今カレが私を外に出してくれそうにない

第13話

真斗×梓


「っ、真斗くん、何をしてるの」


鎖の擦れるような不快な音に浅い眠りから、目を開けると。

寝そべる私の横で鎖を持った真斗くんがいた。


その手の中にあるのは鎖だけでなく、一般人では犯罪を起こさない限り見る機会は無い手錠も一緒に。


怯える私に真斗くんはふっと口角を上げた。



「なにってコレを梓に嵌めようと思ってな。俺とアイツがいくらお前の望むように愛してやってたとしても分かんねぇだろ? お前がまた浮気すっかもしんねぇし」


「浮気なんかしてないって何度も言ってるのに」


あの日、1人で外に出た以外ではこの部屋から出なかったし、柊くんにも会っていなかった。

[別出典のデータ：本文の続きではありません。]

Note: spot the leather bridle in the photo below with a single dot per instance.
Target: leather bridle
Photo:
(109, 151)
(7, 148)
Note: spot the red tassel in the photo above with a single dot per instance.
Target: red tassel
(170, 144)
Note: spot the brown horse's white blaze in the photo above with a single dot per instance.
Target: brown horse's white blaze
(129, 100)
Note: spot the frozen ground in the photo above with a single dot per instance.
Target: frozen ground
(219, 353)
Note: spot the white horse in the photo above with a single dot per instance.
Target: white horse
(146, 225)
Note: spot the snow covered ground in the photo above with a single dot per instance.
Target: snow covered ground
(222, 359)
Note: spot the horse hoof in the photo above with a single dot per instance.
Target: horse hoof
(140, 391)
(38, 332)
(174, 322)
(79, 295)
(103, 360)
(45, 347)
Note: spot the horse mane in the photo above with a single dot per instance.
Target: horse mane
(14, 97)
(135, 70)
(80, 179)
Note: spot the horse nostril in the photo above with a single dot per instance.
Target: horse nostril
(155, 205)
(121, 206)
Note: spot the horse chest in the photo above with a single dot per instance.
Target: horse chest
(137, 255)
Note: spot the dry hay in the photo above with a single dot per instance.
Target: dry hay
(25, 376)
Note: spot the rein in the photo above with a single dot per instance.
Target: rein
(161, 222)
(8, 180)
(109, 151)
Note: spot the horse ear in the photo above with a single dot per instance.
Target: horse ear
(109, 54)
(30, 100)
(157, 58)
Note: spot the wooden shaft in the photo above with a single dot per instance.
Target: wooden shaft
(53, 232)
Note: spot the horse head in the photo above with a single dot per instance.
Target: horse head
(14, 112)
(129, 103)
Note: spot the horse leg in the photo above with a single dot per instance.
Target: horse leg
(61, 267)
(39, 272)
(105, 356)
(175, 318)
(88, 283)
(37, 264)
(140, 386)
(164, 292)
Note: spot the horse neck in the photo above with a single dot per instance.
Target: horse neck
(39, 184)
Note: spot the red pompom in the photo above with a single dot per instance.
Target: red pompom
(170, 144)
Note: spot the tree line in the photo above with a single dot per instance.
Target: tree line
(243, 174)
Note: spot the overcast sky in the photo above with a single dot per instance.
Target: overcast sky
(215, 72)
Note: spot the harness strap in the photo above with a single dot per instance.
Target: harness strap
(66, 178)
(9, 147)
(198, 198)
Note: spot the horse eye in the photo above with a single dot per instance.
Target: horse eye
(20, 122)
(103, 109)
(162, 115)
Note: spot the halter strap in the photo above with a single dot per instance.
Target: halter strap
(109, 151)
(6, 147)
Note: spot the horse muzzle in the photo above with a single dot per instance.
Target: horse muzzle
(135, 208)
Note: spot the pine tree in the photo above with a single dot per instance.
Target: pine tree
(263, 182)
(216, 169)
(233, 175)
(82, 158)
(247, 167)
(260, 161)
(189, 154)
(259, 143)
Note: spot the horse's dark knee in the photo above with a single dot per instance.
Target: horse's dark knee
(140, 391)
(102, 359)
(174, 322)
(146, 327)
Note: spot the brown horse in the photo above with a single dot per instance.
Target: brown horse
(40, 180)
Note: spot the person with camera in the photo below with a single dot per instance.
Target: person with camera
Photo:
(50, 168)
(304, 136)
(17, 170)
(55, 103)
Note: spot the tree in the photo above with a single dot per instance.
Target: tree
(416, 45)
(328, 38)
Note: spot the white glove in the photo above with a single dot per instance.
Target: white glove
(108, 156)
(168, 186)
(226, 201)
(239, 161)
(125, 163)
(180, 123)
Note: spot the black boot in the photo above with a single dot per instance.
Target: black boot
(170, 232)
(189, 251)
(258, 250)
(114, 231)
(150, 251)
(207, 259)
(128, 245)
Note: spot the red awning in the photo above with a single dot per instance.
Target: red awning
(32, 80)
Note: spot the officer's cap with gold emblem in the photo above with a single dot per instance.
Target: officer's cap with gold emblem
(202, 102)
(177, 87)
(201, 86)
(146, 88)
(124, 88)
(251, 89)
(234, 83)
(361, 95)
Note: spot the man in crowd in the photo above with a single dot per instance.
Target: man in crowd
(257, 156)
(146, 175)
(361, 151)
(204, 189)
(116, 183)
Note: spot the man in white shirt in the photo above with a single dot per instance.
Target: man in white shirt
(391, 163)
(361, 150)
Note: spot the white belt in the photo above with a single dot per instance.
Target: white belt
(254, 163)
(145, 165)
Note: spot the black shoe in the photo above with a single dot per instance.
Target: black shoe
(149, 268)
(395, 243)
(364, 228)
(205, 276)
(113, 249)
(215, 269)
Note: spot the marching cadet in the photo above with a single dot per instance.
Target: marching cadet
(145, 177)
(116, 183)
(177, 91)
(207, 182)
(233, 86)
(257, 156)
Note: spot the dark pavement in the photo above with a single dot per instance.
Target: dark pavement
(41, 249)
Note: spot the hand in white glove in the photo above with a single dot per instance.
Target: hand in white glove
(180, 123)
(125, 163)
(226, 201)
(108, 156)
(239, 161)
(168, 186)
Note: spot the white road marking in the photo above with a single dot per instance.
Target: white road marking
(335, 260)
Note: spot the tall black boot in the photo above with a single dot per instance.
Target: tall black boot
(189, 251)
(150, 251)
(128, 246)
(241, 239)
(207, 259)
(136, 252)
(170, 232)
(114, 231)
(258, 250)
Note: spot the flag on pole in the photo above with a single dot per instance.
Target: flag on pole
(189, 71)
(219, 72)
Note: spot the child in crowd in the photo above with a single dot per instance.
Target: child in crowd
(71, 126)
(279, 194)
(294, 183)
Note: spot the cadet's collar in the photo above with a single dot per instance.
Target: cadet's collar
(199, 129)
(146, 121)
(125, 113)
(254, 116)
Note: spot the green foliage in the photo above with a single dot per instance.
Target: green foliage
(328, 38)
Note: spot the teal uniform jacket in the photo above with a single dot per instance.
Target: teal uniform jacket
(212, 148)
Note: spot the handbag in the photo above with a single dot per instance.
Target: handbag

真斗くんの事を愛してるから、他の男の人に気を向けるわけもないというのに。そもそも真斗くんが外に出してくれなかったから真斗くん以外の人と会うことも無かった。


その事は知ってる筈。


それなのに真斗くんは浮気をしたと言って疑わない。私の言葉を信じてくれないのが悲しくて。


真斗くんと柊くんに捕らわれているという状況が辛くて仕方ない。


「それを付けなくても私はここから逃げないよ……」


逃げたくても、逃げられないというのが正しいけど。どうやって逃げ出せるというのだろう。


「分かんねぇだろ」


「え」


「梓は俺を裏切ったんだから」


「っ……真斗くん……私は、」


真斗くんの事を愛してるのに。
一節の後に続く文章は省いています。